11.7 Lab 10: Setting up & using Google BigQuery
How to set it up…
- Let’s check out the platform
- Setup a big query account (e.g. see this guide) and check out the user interface
- Create a new project
- Project name is important later for access
- I called mine
Big Data for Social Scientists
- Load the necessary packages
# install.packages("bigrquery")
library(bigrquery)
To illustrate the potential of SQL queries with large-scale databases, we’ll now work with tables hosted in BigQuery – Google’s service to enable interactive analysis of massively large datasets.
You can read more about how to setup a Google BigQuery database here and about their SQL syntax here.
Set up an account now! Normally, you will be automatically asked to login once you start using the package.
- Google BigQuery: https://cloud.google.com/bigquery/
- Google Cloud Storage: https://cloud.google.com/storage/
We’ll start with accessing one of the public datasets that is hosted on GoogleBigQuery. The same dataset that we analyzed locally before.
library(bigrquery)
project <- "big-data-for-social-scientists" # put your projectID here
sql <- 'SELECT COUNT(*) AS story_count FROM [bigquery-public-data:hacker_news.stories]'
# bigquery-public-data: Contains data bases that are publicly available
# hacker_news: A database that contains collections from a website with news
# stories: The table in the db that we worked with before
# Execute request
query_exec(sql, project = project, useLegacySql = FALSE)
I also stored part of the dataset (database) we analyzed before on my own Google Cloud storage (and linked in Google BigQuery).
library(bigrquery)
project <- "big-data-for-social-scientists" # put your projectID here
sql <- 'SELECT score, time
FROM [big-data-for-social-scientists.hacker_news.stories_table]
LIMIT 10'
# hacker_news is the database
# stories is the table that we worked with before
# Execute request
query_exec(sql, project = project, useLegacySql = FALSE)

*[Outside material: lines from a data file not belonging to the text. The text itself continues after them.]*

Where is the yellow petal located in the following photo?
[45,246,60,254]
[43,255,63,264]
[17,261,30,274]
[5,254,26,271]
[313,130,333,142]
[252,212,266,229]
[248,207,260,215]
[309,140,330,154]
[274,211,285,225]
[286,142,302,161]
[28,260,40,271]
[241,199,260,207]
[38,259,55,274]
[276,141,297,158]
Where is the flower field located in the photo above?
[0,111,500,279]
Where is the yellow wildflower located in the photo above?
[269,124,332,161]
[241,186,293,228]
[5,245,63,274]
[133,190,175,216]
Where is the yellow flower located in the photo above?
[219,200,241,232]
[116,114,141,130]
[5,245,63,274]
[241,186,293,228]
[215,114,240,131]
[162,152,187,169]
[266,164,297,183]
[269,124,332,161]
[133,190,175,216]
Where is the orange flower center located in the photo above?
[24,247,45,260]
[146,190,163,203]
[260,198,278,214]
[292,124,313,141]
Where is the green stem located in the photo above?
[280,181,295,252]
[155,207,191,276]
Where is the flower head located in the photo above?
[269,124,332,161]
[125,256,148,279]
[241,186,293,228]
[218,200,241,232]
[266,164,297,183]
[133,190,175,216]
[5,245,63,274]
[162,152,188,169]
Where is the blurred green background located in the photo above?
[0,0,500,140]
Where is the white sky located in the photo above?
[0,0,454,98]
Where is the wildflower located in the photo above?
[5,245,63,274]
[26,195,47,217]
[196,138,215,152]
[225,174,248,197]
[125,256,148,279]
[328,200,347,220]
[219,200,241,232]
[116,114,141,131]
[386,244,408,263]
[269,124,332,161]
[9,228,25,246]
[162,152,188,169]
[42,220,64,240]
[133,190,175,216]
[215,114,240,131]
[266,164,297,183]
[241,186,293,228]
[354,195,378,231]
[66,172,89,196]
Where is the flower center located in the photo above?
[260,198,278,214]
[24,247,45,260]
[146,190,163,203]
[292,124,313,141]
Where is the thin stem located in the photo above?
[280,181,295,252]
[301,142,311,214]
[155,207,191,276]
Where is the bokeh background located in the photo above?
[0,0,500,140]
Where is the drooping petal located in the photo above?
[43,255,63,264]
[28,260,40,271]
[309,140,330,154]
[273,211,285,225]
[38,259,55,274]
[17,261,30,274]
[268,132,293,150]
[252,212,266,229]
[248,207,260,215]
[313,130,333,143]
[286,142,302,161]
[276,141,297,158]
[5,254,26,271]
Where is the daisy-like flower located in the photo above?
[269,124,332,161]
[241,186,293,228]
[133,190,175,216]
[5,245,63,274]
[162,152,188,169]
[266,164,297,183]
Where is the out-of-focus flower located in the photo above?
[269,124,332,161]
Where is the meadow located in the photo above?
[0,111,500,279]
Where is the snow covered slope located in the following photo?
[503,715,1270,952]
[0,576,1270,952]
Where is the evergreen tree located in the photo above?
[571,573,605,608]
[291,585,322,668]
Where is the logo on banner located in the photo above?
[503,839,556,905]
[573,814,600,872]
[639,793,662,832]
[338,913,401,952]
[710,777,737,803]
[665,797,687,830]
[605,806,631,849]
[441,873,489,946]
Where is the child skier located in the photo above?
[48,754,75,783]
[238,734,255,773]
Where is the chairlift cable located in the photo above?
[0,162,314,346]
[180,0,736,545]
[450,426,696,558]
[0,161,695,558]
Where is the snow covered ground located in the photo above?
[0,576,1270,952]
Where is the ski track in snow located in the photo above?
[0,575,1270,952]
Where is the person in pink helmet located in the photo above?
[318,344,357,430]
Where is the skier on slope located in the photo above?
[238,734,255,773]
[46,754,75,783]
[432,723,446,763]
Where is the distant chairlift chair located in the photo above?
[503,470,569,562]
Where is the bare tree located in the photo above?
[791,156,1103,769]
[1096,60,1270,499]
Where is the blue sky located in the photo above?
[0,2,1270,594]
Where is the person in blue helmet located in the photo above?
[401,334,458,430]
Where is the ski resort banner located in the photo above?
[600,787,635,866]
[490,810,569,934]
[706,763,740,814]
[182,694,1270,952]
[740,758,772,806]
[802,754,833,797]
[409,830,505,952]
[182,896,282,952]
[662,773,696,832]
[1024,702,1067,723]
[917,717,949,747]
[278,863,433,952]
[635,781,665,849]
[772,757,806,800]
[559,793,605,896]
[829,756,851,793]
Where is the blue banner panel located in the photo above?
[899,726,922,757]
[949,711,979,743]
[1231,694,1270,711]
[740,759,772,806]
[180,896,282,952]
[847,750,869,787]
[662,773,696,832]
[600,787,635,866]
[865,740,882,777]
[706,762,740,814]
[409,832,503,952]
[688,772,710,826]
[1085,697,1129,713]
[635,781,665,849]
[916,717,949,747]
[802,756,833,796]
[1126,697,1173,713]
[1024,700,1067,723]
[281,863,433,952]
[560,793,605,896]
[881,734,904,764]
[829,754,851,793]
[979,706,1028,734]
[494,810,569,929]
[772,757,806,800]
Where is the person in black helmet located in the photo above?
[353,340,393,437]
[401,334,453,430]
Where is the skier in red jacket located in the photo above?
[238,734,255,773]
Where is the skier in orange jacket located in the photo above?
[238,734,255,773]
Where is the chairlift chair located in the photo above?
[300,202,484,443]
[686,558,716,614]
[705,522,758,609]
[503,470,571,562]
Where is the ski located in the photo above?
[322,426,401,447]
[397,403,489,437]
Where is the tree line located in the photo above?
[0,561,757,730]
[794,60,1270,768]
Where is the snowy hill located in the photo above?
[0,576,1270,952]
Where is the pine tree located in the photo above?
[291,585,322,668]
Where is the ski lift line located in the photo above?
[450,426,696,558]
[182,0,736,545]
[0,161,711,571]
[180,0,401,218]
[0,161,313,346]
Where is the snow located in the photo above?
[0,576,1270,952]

11.7.1 More advanced queries
Now that we’re familiar with Google BigQuery, let’s play with a massively large dataset – a table that contains all trips completed in Yellow and Green taxis in New York City from 2009 to present. You can find more information here.
This is one of the many publicly-available Google BigQuery tables, and you can see some examples of queries More. For a complete list of public datasets, see here. Note that when you use these datasets, storage is free but you still need to pay for the queries.
Let’s connect with this database and see how big it is:
library(bigrquery)
project <- "big-data-for-social-scientists"
get_table(project="nyc-tlc",
dataset="yellow",
table="trips")
# how many taxi trips in this table?
query_exec(
"SELECT COUNT(*) AS count
FROM [nyc-tlc:yellow.trips]",
project = project, useLegacySql = FALSE)
Not bad! What is the distribution of trips by year and by month?
# number of trips per year?
query_exec(
"SELECT YEAR(pickup_datetime) AS year,
COUNT(*) AS trips
FROM [nyc-tlc:yellow.trips]
GROUP BY year
ORDER BY year",
project=project, use_legacy_sql = TRUE)
# number of trips per month?
query_exec(
"SELECT MONTH(pickup_datetime) AS month,
COUNT(*) AS trips
FROM [nyc-tlc:yellow.trips]
GROUP BY month
ORDER BY month",
project=project, use_legacy_sql = TRUE)
How would we compute the average speed?
# First, let's compute distance and duration separately
query_exec(
"SELECT AVG(trip_distance) AS avg_distance_miles,
AVG((dropoff_datetime-pickup_datetime)/1000000/60/60) AS avg_duration_hours
FROM [nyc-tlc:yellow.trips]",
project=project)
# Now we can compute it in a single step
query_exec(
"SELECT AVG(trip_distance /
((dropoff_datetime-pickup_datetime)/1000000/60/60 ))
AS avg_speed
FROM [nyc-tlc:yellow.trips]",
project=project)
# but it sounds like there might be some outliers, let's try to fix it:
query_exec(
"SELECT AVG(
trip_distance /
( (dropoff_datetime-pickup_datetime)/1000000/60/60 ) )
AS avg_speed
FROM [nyc-tlc:yellow.trips]
WHERE
trip_distance > 0
AND fare_amount/trip_distance BETWEEN 2 AND 10
AND dropoff_datetime > pickup_datetime",
project=project)
And just like with our SQL queries earlier, we can compute averages over groups.
# average number of passengers depending of hour of day?
query_exec(
"SELECT HOUR(pickup_datetime) AS hour,
AVG(passenger_count) AS passengers_avg
FROM [nyc-tlc:yellow.trips]
GROUP BY hour
ORDER BY hour",
project=project, use_legacy_sql = TRUE)
# average duration per hour of day?
(res <- query_exec(
"SELECT
HOUR(pickup_datetime) AS hour,
COUNT(*) AS count,
AVG( (dropoff_datetime-pickup_datetime)/1000000/60 ) AS duration_minutes
FROM [nyc-tlc:yellow.trips]
WHERE
trip_distance > 0
AND fare_amount/trip_distance BETWEEN 2 AND 10
AND dropoff_datetime > pickup_datetime
GROUP BY hour
ORDER BY hour",
project=project, use_legacy_sql = TRUE))
plot(res$hour, res$duration_minutes, type="l")
# average length by day of the week?
(res <- query_exec(
"SELECT
DAYOFWEEK(pickup_datetime) AS day,
COUNT(*) AS count,
AVG( (dropoff_datetime-pickup_datetime)/1000000/60 ) AS duration_minutes
FROM [nyc-tlc:yellow.trips]
WHERE
trip_distance > 0
AND fare_amount/trip_distance BETWEEN 2 AND 10
AND dropoff_datetime > pickup_datetime
GROUP BY day
ORDER BY day",
project=project, use_legacy_sql = TRUE))
plot(res$day, res$duration_minutes, type="l")
# average speed by day of week?
query_exec(
"SELECT
DAYOFWEEK(pickup_datetime) AS day,
COUNT(*) AS count,
AVG(
trip_distance /
( (dropoff_datetime-pickup_datetime)/1000000/60/60 ) )
AS avg_speed
FROM [nyc-tlc:yellow.trips]
WHERE
trip_distance > 0
AND fare_amount/trip_distance BETWEEN 2 AND 10
AND dropoff_datetime > pickup_datetime
GROUP BY day
ORDER BY day",
project=project, use_legacy_sql = TRUE)